An examination of the vapour-liquid interface of associating fluids using a SAFT-DFT approach

With a realistic description of the free energy of bulk fluids, it is now possible to make accurate predictions at the molecular level for the phase behaviour of systems as complex as aqueous solutions of amphiphiles, reacting and associating fluids, polymers, and electrolytes (e.g. using the statistical associating fluid theory SAFT). A quantitative molecular description of the interfacial properties of inhomogeneous fluids, including surface tension and adsorption is much less common. In this work we first hope to improve the general understanding of the effect of association on the vapour-liquid interface. The vapour-liquid interface of the inhomogenous associating fluid is examined by combining the SAFT and density functional theory (DFT) approaches. A simple SAFT-HS representation is employed as it incorporates all of the essential physics of associating fluids and provides a good representation of the vapour pressure and coexisting phases. In this simplified SAFT approach the bulk fluid is represented as a hard-core reference, the association is treated with Wertheim's first order perturbation theory (TPT1), and a van der Waals mean-field approximation is used for the dispersive attractive interactions.
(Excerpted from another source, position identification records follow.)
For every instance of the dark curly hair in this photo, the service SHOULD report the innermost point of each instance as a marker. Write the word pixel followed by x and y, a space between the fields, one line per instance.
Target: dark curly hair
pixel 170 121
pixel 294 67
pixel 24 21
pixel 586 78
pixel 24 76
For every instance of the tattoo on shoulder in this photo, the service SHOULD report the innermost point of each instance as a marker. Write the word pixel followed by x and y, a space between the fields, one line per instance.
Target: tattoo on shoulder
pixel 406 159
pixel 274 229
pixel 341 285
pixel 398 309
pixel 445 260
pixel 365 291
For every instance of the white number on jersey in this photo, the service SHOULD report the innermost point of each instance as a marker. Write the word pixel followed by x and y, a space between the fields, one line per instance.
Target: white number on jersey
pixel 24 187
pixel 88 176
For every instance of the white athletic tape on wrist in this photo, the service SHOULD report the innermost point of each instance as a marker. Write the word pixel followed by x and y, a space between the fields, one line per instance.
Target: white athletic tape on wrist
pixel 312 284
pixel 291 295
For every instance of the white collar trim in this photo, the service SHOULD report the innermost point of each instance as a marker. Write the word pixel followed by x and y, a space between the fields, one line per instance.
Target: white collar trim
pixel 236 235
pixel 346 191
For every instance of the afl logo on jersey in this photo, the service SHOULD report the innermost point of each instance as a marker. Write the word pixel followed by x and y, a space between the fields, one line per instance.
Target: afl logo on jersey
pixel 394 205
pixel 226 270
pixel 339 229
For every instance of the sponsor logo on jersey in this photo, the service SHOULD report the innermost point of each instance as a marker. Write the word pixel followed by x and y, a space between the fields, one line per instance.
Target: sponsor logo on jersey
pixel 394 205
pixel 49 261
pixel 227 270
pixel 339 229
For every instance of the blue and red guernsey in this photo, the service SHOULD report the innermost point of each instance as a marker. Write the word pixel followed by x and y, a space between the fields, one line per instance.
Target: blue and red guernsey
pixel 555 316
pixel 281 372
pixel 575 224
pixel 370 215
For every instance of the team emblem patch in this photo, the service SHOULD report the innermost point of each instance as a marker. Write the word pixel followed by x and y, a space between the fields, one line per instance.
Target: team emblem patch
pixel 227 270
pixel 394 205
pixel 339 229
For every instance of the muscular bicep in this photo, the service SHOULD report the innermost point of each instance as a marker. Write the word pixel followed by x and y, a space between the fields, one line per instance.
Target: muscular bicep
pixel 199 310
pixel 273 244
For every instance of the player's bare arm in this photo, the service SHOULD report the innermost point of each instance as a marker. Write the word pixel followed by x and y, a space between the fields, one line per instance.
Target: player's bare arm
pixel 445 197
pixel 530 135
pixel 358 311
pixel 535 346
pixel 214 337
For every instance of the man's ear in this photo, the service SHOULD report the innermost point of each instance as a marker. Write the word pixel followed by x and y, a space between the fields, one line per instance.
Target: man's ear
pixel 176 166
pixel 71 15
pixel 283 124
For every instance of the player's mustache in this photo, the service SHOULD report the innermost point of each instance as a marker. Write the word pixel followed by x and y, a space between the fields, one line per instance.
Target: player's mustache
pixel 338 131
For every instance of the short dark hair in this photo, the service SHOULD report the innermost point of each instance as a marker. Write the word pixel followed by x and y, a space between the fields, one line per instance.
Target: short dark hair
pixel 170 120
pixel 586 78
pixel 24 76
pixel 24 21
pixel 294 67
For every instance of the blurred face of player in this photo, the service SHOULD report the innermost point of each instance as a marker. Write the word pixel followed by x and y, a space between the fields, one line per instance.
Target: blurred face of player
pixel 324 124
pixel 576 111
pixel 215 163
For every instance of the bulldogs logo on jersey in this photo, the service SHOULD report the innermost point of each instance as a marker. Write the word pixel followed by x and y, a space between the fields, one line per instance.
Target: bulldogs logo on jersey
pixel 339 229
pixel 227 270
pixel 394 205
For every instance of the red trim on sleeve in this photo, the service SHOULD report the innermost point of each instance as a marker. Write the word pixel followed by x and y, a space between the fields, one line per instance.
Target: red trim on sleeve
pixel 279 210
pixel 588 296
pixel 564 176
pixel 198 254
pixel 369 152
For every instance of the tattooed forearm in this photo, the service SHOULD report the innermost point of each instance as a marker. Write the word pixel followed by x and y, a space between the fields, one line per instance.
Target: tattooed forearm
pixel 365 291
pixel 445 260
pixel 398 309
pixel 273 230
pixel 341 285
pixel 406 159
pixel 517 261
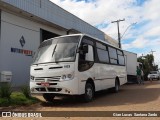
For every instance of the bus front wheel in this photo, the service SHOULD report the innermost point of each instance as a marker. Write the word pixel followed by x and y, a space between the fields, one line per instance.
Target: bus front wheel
pixel 48 97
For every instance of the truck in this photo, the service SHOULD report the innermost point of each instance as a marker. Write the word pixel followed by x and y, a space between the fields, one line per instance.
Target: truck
pixel 131 66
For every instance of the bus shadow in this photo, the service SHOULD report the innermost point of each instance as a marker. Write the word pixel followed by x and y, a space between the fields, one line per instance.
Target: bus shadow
pixel 129 94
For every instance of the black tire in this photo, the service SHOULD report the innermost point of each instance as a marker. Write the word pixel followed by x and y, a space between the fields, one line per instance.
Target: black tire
pixel 48 97
pixel 117 86
pixel 89 92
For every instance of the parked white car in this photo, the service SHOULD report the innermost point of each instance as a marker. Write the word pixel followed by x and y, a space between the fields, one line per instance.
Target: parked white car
pixel 154 75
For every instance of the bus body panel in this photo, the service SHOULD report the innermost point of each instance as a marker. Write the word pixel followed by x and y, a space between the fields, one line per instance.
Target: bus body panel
pixel 102 74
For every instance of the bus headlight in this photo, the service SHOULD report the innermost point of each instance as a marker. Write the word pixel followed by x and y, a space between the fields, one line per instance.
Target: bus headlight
pixel 32 77
pixel 67 77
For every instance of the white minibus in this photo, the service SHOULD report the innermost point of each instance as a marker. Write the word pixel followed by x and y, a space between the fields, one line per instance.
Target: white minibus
pixel 76 64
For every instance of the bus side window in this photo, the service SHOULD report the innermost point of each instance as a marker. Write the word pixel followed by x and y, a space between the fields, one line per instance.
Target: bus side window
pixel 86 58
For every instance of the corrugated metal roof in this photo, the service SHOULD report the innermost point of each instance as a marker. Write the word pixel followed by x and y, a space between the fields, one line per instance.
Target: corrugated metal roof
pixel 56 15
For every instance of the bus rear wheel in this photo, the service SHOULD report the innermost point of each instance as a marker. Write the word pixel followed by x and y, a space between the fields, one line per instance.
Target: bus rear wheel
pixel 89 92
pixel 48 97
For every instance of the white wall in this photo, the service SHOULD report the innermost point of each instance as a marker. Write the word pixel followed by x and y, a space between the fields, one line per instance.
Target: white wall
pixel 12 29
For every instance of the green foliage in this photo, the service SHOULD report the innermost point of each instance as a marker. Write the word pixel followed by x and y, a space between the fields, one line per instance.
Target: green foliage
pixel 148 64
pixel 17 98
pixel 26 91
pixel 5 90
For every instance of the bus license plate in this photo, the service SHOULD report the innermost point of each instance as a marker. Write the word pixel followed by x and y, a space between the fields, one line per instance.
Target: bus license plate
pixel 45 84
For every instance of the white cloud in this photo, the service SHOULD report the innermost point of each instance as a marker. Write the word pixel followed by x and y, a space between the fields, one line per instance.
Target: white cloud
pixel 146 34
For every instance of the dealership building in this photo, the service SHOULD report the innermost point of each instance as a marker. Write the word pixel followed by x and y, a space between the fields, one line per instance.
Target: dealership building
pixel 24 24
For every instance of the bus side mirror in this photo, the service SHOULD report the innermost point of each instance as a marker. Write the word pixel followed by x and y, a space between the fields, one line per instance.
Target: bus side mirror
pixel 85 48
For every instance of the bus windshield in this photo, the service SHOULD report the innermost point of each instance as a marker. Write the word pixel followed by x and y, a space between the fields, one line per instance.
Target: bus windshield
pixel 61 49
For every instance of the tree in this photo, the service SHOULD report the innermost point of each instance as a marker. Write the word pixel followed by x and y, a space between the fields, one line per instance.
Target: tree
pixel 148 64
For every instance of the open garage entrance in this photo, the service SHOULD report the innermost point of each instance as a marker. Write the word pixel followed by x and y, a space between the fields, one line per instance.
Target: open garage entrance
pixel 44 35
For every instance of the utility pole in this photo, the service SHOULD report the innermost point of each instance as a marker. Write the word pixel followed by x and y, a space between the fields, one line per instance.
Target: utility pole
pixel 153 56
pixel 119 36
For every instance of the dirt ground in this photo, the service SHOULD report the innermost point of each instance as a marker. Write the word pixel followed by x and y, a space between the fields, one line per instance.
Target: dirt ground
pixel 131 97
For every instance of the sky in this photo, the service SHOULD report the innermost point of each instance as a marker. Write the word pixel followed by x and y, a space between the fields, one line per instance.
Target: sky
pixel 140 31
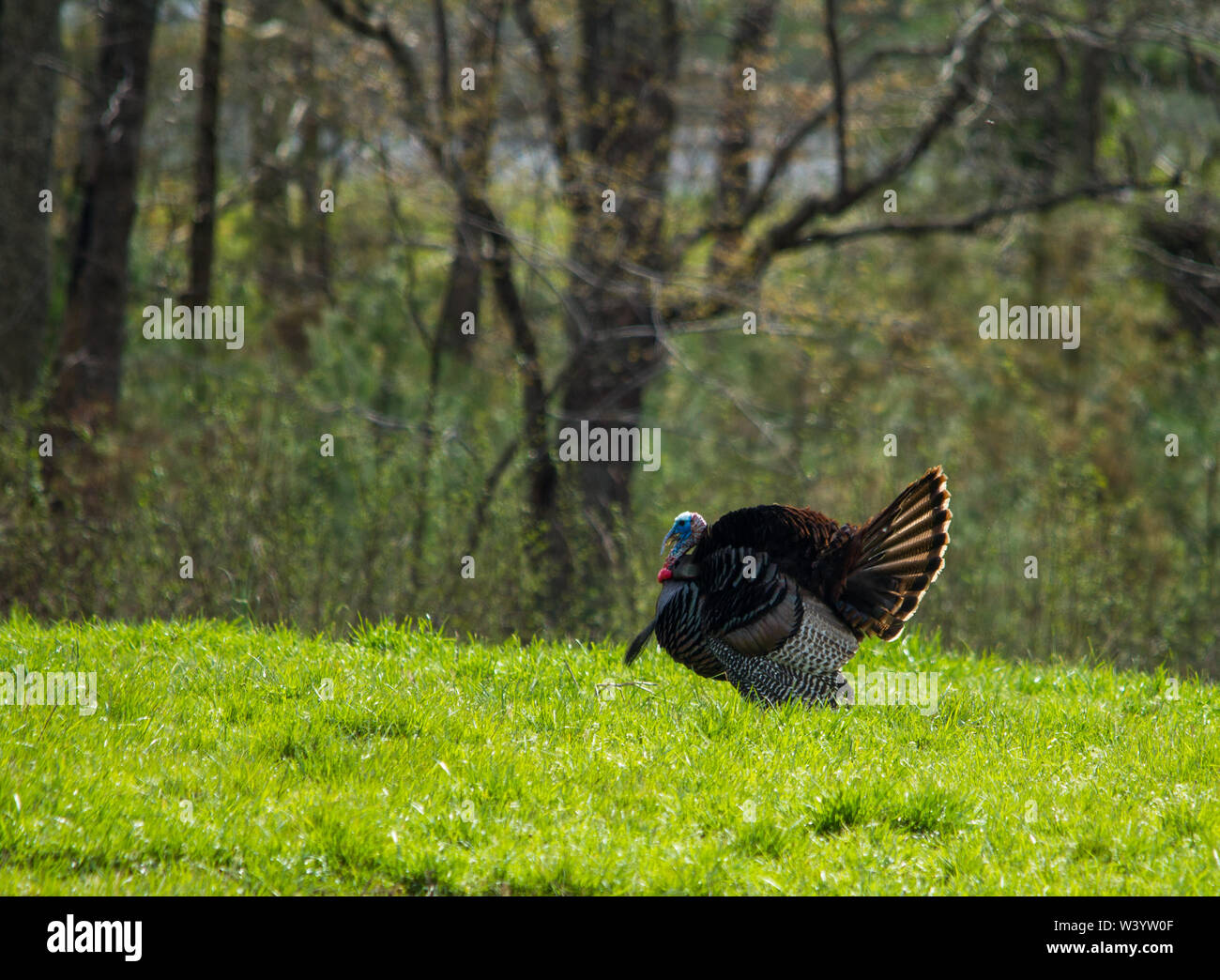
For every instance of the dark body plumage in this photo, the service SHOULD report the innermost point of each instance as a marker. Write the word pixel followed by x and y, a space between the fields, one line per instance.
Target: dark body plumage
pixel 775 600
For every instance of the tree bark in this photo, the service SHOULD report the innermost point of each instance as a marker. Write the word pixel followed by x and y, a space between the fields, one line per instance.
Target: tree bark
pixel 203 227
pixel 90 350
pixel 627 73
pixel 29 37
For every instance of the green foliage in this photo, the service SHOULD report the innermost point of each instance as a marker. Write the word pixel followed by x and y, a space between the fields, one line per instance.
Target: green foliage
pixel 230 759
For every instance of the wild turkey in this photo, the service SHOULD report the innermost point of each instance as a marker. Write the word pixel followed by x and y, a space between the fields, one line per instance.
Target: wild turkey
pixel 775 600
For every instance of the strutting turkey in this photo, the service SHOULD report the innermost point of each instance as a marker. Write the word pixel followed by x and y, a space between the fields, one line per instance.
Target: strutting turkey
pixel 775 600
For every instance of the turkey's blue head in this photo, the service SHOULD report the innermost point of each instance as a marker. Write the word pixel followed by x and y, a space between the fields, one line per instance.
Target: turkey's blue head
pixel 684 533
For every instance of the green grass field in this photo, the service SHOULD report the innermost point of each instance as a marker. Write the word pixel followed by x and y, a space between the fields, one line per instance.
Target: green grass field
pixel 230 759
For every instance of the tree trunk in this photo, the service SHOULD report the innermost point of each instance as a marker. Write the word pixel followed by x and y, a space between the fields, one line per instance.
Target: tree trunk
pixel 29 36
pixel 203 230
pixel 627 73
pixel 470 116
pixel 90 349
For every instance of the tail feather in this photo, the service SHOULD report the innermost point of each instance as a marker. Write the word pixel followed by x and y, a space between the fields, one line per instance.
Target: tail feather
pixel 899 554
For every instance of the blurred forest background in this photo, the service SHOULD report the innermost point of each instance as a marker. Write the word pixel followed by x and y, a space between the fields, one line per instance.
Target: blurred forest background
pixel 466 146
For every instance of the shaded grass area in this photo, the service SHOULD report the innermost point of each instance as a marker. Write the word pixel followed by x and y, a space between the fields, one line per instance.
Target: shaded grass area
pixel 230 759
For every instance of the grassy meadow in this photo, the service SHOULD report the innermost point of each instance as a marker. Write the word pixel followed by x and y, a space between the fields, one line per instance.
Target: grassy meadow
pixel 227 758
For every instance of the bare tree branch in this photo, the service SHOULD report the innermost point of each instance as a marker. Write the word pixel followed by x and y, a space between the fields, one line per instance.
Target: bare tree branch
pixel 959 69
pixel 840 86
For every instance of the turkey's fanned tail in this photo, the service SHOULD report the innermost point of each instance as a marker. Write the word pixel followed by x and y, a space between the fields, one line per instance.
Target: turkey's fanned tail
pixel 637 645
pixel 895 557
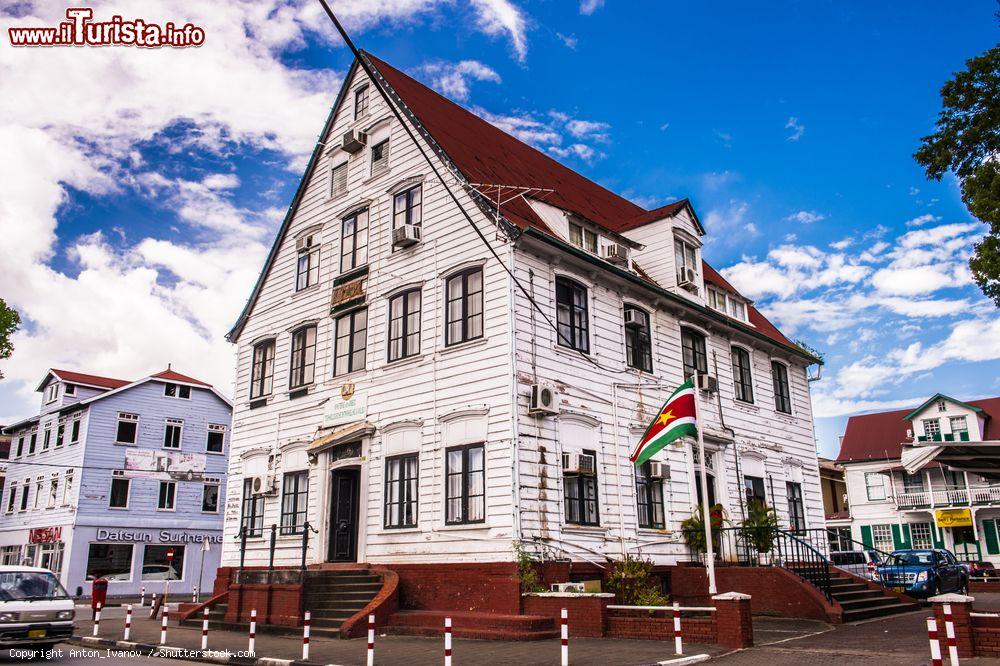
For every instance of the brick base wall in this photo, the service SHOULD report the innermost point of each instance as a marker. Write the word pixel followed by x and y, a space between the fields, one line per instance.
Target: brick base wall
pixel 489 587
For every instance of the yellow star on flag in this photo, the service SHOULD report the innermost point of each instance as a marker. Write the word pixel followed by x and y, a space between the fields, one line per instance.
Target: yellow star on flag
pixel 666 417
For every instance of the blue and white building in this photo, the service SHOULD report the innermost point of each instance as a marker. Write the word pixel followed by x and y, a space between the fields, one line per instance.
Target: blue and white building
pixel 111 475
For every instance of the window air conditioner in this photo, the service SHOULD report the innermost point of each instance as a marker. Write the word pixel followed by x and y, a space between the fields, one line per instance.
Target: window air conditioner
pixel 353 141
pixel 567 587
pixel 708 383
pixel 544 399
pixel 634 319
pixel 687 277
pixel 405 235
pixel 616 253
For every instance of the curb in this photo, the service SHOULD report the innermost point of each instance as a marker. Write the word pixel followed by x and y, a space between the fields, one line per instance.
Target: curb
pixel 172 652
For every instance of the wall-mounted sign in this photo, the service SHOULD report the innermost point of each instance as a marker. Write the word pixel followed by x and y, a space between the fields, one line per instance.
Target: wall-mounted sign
pixel 351 405
pixel 164 465
pixel 953 517
pixel 45 535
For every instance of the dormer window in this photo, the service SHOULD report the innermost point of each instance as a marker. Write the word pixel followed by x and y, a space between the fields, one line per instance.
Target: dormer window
pixel 583 238
pixel 686 258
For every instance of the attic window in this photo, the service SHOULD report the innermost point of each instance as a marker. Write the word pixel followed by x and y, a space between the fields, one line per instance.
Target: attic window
pixel 583 238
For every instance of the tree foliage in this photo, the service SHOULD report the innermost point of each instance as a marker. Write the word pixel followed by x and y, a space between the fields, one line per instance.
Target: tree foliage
pixel 967 143
pixel 9 323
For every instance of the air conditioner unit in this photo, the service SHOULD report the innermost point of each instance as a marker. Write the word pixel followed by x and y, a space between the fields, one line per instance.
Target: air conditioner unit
pixel 634 319
pixel 405 235
pixel 353 141
pixel 544 399
pixel 687 277
pixel 616 253
pixel 567 587
pixel 708 383
pixel 262 484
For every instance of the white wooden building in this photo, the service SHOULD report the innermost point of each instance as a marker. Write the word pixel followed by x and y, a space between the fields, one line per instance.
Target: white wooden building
pixel 387 361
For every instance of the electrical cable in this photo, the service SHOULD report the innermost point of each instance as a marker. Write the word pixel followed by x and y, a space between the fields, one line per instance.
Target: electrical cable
pixel 376 80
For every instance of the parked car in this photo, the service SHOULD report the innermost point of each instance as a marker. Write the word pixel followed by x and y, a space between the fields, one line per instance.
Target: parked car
pixel 982 570
pixel 35 610
pixel 922 573
pixel 858 562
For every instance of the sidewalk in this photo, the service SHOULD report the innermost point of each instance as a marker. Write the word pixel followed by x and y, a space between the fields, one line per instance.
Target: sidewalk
pixel 401 649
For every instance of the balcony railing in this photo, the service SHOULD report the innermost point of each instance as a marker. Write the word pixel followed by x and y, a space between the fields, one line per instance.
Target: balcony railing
pixel 945 498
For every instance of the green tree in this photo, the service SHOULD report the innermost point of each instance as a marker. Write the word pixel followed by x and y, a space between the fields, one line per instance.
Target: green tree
pixel 967 143
pixel 9 323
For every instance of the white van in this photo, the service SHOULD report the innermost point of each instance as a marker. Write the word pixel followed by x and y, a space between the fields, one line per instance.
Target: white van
pixel 34 608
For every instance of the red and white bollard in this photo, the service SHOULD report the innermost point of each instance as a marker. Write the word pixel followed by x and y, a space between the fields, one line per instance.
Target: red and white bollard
pixel 935 644
pixel 97 618
pixel 447 641
pixel 678 644
pixel 253 631
pixel 128 622
pixel 305 636
pixel 371 640
pixel 163 627
pixel 949 631
pixel 564 636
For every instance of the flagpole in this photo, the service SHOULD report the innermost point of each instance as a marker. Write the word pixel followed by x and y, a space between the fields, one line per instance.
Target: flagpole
pixel 706 512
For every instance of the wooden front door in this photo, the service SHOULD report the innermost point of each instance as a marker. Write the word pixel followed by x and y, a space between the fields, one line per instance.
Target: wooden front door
pixel 343 545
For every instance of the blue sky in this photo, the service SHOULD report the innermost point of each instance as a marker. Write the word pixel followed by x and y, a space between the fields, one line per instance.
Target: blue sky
pixel 144 186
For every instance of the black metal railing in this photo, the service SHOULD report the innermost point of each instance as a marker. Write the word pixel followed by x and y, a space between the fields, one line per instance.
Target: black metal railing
pixel 764 546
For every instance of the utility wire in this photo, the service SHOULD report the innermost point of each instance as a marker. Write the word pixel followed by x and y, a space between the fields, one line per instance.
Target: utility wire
pixel 395 111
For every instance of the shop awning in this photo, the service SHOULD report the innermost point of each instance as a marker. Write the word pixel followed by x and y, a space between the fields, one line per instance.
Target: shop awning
pixel 975 457
pixel 348 433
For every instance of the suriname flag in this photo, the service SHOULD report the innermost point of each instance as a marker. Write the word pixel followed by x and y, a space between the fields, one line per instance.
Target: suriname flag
pixel 674 420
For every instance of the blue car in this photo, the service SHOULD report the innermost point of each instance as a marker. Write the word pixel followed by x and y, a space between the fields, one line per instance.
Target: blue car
pixel 922 573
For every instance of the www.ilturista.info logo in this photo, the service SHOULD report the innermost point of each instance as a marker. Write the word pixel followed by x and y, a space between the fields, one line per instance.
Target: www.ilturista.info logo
pixel 81 30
In order to keep the representation of the bulk fluid and interface at the same level of approximation we use the van der Waals theory for non-uniform fluids, which is a DFT at the level of a local density approximation (LDA); the correlations are neglected in the attractive non-local term. The vapour-liquid interface of model systems with one, two and four bonding sites are examined for varying degrees of association. As expected, a stronger site-site interaction is generally found to sharpen the interface (decrease the interfacial thickness) and increase the surface tension. In the case of a dimerizing (single site) fluid a limiting behaviour is reached for full association (saturation) where the molecular species are dimers. After an in depth analysis of the effect of association on the vapour-liquid interface, we highlight the strengths of our simple SAFT-DFT approach by making some quantitative comparisons with experimental surface tensions for selected systems including water and replacement refrigerants.